NARAL Ohio spokeswoman Jaime Miracle had told lawmakers the bill is unconstitutional, bad medicine, and bad for Ohio.

“The state of Ohio should be in the practice of making sure that our doctors are providing the best care they can to their patients and this bill does the exact opposite of this,” she said.

Miracle also said the bill would leave doctors with limited second-trimester abortion options, and such options are not as safe.

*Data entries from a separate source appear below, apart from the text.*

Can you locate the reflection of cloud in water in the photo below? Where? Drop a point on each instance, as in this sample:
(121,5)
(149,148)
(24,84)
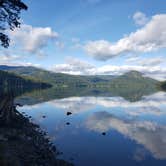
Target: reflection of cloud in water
(149,134)
(75,104)
(149,105)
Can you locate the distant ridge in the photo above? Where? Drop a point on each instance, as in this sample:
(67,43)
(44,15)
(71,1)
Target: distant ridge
(129,79)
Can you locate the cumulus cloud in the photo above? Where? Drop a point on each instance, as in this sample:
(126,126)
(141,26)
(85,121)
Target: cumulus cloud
(73,66)
(149,38)
(32,39)
(149,67)
(140,18)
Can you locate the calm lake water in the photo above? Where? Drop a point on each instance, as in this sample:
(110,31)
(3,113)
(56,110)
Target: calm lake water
(102,130)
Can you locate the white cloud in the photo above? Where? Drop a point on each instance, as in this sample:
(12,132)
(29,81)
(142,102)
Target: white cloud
(32,39)
(73,66)
(149,67)
(147,39)
(140,18)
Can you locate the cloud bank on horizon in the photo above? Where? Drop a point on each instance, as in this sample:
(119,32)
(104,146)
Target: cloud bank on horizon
(59,47)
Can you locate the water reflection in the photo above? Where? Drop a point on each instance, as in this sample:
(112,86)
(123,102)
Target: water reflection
(21,141)
(147,133)
(89,126)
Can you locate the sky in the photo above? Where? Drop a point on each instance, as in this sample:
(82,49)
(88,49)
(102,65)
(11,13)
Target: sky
(91,37)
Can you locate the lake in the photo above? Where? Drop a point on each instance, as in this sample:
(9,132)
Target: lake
(97,128)
(101,130)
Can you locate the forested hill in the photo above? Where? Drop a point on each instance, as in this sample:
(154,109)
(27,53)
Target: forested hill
(10,80)
(129,80)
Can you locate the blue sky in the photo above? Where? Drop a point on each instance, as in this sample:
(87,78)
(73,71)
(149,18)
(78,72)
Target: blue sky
(91,37)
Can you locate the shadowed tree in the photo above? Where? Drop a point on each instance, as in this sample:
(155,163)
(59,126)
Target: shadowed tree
(9,18)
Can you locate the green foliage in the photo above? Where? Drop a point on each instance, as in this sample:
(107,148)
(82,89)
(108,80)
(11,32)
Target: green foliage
(10,81)
(9,18)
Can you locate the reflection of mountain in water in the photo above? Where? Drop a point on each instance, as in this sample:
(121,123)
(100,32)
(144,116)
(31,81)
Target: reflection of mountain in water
(21,141)
(130,94)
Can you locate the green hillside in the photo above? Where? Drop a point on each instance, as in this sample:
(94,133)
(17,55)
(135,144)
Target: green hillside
(10,80)
(131,79)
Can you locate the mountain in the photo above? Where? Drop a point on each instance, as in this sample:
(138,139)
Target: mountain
(132,79)
(57,79)
(11,80)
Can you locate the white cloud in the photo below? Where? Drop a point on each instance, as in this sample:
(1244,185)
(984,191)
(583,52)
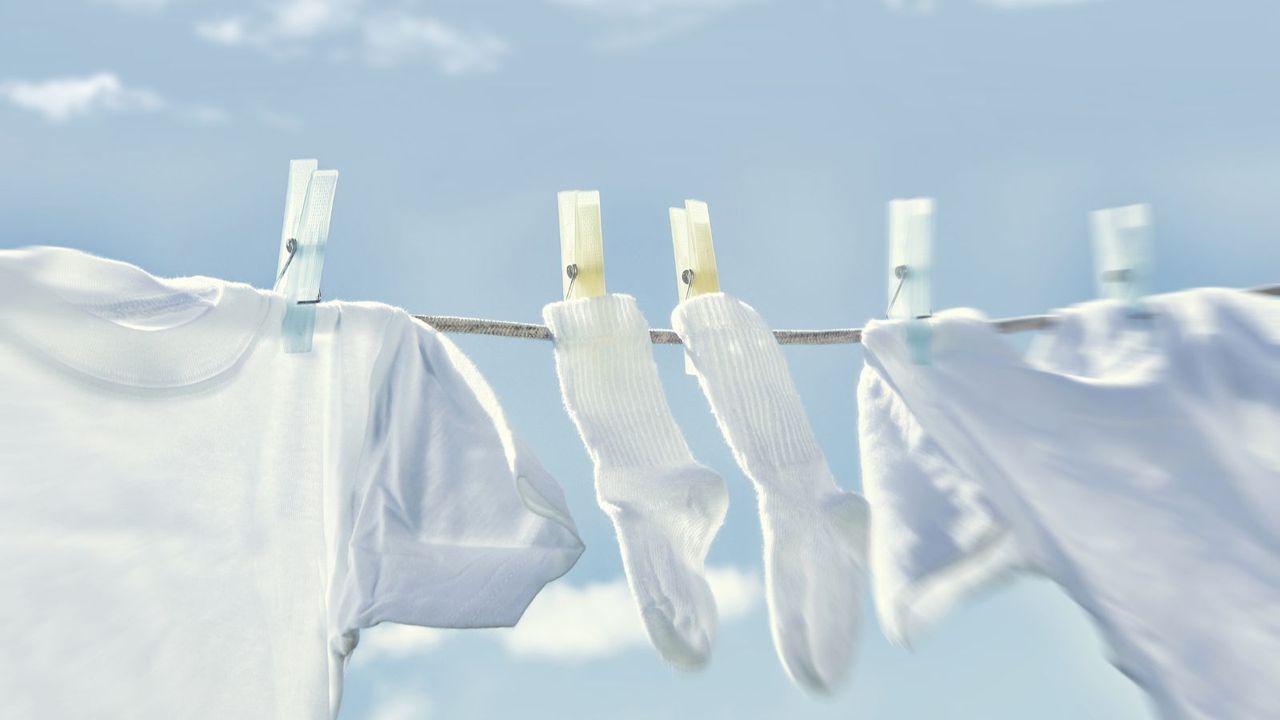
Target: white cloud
(401,705)
(137,4)
(351,27)
(309,18)
(1019,4)
(928,7)
(648,7)
(394,37)
(225,31)
(553,627)
(67,98)
(392,641)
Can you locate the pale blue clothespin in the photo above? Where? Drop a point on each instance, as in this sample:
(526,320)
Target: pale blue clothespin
(1121,254)
(910,261)
(307,209)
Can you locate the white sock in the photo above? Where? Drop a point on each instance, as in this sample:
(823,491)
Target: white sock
(814,533)
(664,506)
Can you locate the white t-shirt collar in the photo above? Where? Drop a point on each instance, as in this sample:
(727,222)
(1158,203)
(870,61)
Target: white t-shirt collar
(164,333)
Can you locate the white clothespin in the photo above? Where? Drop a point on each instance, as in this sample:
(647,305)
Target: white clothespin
(1121,253)
(695,254)
(910,263)
(307,210)
(581,244)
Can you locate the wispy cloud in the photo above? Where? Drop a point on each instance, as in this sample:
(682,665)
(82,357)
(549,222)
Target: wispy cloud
(648,7)
(64,99)
(391,641)
(927,7)
(553,627)
(382,37)
(68,98)
(396,37)
(1022,4)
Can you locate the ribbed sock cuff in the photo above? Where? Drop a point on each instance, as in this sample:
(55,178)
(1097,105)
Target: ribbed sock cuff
(745,377)
(611,384)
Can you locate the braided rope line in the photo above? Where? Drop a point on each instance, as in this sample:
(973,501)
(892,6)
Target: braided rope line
(661,336)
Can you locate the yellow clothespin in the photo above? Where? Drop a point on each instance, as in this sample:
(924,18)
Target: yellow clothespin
(695,254)
(581,244)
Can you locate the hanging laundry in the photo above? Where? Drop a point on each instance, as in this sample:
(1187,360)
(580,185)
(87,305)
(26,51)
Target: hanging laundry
(666,507)
(1133,460)
(197,524)
(814,533)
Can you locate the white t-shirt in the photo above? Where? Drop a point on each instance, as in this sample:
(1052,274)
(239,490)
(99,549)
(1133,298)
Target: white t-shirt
(1134,461)
(196,524)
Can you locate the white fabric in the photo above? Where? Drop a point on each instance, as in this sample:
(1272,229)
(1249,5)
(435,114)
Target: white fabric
(814,533)
(196,524)
(1134,461)
(666,507)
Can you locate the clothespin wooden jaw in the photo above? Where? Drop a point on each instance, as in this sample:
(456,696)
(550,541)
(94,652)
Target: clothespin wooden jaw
(1121,253)
(694,250)
(581,244)
(304,240)
(910,264)
(695,254)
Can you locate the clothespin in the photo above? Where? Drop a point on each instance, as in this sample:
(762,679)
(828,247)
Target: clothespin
(910,261)
(581,244)
(307,210)
(1121,254)
(695,254)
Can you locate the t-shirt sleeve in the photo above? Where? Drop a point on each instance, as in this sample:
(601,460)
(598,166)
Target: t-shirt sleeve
(935,537)
(453,522)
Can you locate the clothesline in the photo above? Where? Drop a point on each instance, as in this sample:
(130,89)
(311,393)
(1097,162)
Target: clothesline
(662,336)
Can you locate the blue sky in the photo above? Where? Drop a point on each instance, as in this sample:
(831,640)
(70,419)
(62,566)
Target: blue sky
(159,132)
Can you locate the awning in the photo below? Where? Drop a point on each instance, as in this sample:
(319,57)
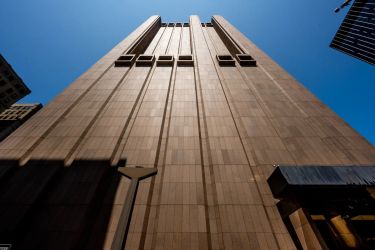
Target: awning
(286,178)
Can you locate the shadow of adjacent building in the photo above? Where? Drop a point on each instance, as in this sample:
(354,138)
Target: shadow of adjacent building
(44,205)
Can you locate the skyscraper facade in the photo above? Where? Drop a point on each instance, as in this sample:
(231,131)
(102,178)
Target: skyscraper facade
(12,88)
(202,104)
(356,36)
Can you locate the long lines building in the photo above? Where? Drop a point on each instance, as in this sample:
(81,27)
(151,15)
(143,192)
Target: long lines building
(215,115)
(356,35)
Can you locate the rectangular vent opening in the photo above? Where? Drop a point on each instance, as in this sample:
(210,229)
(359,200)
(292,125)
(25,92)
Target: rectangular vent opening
(246,60)
(185,60)
(125,60)
(225,60)
(145,60)
(165,60)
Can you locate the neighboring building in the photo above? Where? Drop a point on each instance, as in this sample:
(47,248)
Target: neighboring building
(12,87)
(200,102)
(356,35)
(15,116)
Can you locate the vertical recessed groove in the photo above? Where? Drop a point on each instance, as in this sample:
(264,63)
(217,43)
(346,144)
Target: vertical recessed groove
(232,110)
(244,50)
(156,165)
(200,106)
(24,158)
(117,152)
(74,150)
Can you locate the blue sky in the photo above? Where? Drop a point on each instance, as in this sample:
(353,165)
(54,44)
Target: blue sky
(50,43)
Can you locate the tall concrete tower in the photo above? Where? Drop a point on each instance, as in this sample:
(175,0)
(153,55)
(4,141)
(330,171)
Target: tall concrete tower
(215,116)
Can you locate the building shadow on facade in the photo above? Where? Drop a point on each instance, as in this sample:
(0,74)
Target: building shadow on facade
(44,205)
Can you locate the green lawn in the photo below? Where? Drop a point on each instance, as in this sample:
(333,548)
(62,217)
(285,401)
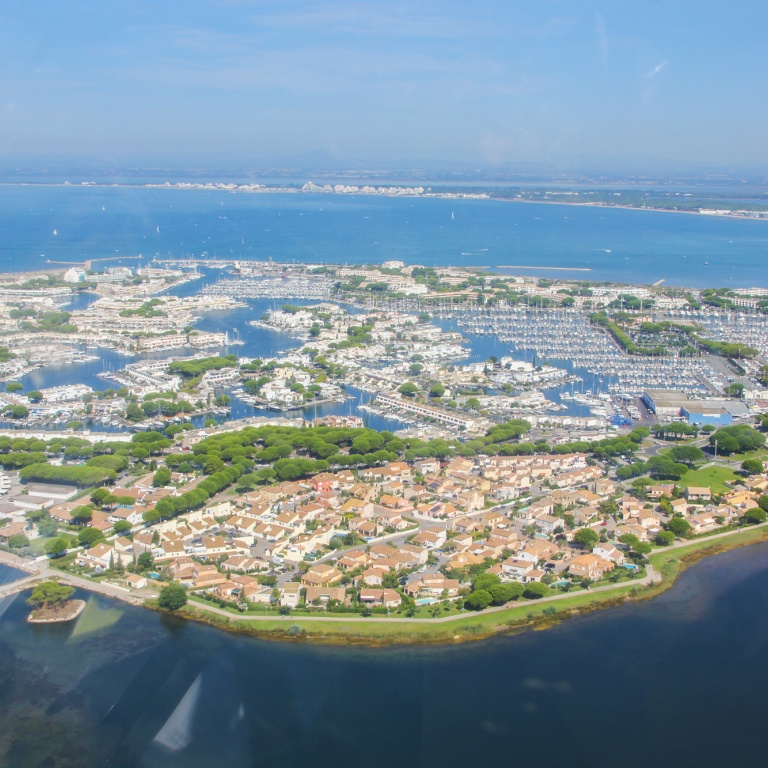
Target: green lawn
(711,477)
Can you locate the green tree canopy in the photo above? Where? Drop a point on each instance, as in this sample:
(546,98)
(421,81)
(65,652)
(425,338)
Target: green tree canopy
(50,594)
(172,597)
(586,537)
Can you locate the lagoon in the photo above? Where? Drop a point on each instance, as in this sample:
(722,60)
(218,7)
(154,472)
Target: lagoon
(677,681)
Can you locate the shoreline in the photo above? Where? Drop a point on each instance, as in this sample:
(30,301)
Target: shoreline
(55,616)
(665,566)
(429,195)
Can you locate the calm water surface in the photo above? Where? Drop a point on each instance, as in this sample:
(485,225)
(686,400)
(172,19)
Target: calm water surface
(632,246)
(678,681)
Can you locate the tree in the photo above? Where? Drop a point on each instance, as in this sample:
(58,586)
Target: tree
(88,537)
(752,466)
(687,454)
(739,438)
(755,516)
(485,581)
(478,600)
(99,497)
(172,597)
(438,390)
(56,547)
(50,594)
(586,538)
(503,593)
(17,541)
(161,478)
(629,539)
(122,526)
(82,514)
(535,590)
(679,527)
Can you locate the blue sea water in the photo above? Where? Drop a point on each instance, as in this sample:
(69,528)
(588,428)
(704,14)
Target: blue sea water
(43,225)
(60,223)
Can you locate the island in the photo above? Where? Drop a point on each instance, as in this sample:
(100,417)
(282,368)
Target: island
(51,603)
(621,437)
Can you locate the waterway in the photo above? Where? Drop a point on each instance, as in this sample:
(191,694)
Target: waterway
(677,681)
(66,224)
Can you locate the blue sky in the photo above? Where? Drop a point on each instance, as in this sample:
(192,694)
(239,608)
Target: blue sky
(568,85)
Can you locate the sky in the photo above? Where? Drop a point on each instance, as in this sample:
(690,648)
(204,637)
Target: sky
(447,84)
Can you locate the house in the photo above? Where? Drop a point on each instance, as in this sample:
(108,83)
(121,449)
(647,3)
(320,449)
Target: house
(12,529)
(432,586)
(290,594)
(100,557)
(609,551)
(703,522)
(649,520)
(636,530)
(373,576)
(432,538)
(205,576)
(518,570)
(696,493)
(549,524)
(321,575)
(386,598)
(323,595)
(660,491)
(679,506)
(135,581)
(463,560)
(590,566)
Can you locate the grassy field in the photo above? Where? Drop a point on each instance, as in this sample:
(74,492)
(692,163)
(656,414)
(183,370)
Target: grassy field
(711,477)
(393,631)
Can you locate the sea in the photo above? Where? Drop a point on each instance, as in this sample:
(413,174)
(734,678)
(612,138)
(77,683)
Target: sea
(48,226)
(677,681)
(674,682)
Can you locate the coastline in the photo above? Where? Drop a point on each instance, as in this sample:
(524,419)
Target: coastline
(666,567)
(192,187)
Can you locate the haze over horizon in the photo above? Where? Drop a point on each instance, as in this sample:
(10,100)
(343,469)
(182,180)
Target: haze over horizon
(554,86)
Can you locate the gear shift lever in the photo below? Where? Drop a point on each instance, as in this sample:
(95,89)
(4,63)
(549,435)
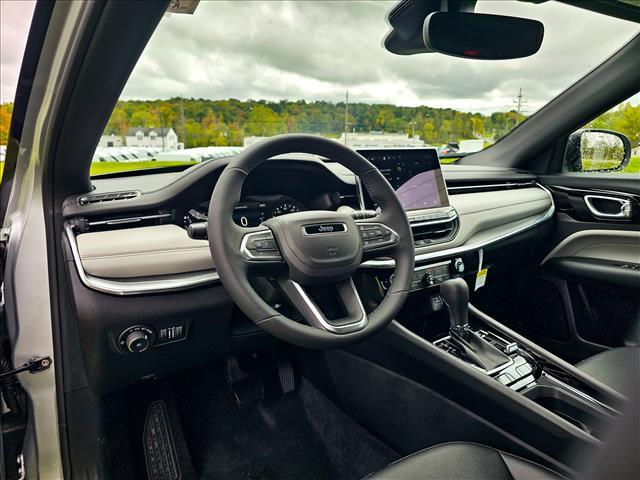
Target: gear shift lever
(455,294)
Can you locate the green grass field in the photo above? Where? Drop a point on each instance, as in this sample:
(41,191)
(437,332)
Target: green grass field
(110,167)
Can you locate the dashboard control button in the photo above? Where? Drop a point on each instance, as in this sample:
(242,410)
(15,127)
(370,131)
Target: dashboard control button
(458,265)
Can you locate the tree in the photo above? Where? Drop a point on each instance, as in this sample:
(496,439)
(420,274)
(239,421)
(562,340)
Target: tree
(5,122)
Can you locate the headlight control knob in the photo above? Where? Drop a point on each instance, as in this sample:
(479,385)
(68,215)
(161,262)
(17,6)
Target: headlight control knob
(137,342)
(136,339)
(458,265)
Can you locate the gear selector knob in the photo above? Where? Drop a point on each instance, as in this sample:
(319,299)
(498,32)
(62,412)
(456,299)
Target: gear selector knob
(455,294)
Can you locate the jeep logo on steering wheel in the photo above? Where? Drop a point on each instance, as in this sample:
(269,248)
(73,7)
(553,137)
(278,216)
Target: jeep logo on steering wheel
(325,228)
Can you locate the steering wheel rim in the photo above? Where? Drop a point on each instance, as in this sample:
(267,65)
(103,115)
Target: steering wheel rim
(236,264)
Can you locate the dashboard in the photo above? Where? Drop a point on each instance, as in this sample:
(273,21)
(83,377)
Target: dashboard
(251,211)
(132,265)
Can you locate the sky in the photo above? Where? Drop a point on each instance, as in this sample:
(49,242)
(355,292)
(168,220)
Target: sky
(319,50)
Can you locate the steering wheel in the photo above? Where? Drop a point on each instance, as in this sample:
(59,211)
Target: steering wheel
(308,249)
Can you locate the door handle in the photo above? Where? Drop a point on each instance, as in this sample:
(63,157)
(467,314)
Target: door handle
(620,210)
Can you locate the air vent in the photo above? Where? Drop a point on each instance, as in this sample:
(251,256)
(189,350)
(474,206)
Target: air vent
(429,233)
(108,197)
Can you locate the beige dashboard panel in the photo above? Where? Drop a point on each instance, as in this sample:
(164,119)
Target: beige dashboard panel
(142,252)
(614,245)
(492,214)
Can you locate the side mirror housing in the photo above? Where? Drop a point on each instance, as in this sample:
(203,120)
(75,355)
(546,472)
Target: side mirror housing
(597,150)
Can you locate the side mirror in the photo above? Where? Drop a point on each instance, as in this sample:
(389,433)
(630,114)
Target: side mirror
(596,150)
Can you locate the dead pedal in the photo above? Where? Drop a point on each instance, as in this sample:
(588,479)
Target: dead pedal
(159,447)
(286,375)
(245,389)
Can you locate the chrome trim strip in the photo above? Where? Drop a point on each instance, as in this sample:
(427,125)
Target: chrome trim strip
(390,263)
(118,221)
(580,393)
(345,328)
(137,287)
(435,222)
(625,207)
(531,183)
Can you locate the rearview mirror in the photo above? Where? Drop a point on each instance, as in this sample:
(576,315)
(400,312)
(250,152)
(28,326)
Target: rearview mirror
(482,36)
(597,150)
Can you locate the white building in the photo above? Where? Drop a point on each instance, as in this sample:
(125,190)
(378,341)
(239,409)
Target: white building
(110,141)
(377,139)
(164,138)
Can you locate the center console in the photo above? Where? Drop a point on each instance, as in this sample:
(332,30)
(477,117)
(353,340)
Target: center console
(519,368)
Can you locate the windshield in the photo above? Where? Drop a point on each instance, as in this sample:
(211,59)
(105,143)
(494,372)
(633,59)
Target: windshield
(211,83)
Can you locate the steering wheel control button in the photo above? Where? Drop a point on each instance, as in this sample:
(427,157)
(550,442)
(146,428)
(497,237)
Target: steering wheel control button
(136,339)
(376,235)
(260,246)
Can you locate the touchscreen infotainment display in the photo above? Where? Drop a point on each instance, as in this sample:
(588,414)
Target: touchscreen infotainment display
(415,175)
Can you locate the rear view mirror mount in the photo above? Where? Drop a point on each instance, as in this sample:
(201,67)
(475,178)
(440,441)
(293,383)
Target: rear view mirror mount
(482,36)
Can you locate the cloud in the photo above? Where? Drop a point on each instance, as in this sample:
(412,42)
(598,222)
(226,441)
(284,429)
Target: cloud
(319,50)
(15,18)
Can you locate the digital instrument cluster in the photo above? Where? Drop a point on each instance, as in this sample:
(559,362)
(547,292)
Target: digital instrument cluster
(251,211)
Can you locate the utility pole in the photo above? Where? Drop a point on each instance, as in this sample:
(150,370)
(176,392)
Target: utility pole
(519,101)
(182,122)
(346,120)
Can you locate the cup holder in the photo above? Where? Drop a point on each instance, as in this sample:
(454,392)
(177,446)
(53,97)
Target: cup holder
(581,411)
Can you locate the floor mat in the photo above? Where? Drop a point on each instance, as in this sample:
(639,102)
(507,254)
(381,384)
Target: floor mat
(302,435)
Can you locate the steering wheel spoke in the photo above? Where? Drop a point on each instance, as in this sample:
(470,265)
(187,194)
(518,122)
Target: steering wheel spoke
(260,252)
(355,319)
(376,237)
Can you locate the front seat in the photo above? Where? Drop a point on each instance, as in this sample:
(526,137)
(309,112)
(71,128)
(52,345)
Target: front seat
(616,368)
(463,461)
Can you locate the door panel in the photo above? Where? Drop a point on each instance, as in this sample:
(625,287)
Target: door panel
(594,256)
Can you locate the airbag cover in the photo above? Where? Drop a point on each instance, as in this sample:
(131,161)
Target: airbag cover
(318,246)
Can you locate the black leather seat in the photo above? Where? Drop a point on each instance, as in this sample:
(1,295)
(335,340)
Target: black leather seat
(617,367)
(463,461)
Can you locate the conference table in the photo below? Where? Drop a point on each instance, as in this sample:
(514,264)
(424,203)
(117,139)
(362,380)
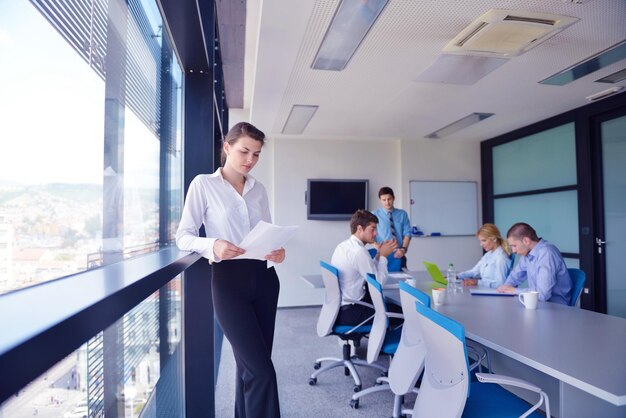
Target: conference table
(577,357)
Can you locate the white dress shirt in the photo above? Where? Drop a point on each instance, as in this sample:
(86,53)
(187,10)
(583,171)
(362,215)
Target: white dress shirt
(211,200)
(353,261)
(492,269)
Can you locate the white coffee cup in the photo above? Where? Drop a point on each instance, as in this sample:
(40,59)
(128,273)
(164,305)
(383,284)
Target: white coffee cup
(439,295)
(529,299)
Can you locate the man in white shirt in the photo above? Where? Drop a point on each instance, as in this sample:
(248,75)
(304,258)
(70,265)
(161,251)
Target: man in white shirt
(354,261)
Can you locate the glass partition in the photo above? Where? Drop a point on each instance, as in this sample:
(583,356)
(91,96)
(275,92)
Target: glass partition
(540,161)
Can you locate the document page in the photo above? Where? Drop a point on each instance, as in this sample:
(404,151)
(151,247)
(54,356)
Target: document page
(265,238)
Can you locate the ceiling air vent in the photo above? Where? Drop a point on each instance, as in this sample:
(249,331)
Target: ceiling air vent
(507,33)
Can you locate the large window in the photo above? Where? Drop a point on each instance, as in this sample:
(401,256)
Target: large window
(535,181)
(91,121)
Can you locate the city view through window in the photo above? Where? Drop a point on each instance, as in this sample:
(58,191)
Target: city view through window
(74,188)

However, Sen. Peggy Lehner, R-Dayton, questioned the bill’s opponents during Tuesday’s hearing.

“You constantly refer to this as the safest method of abortion,” Lehner said. “Does your organization have a concern for the humanity or the humaneness of the procedure?”

Ohio Right to Life President Mike Gonidakis said the legislation is part of a larger pro-life national agenda.

“The inhumanity of a dismemberment abortion leaves the rest of Ohio and America in shock,” Gonidakis said.

Eight states so far have outlawed dismemberment abortions since 2015, according to the National Right to Life Committee. Those states are Kansas (2015), Oklahoma (2015), West Virginia (2016), Mississippi, (2016), Alabama (2016), Louisiana (2016), Arkansas (2017), and Texas (2017).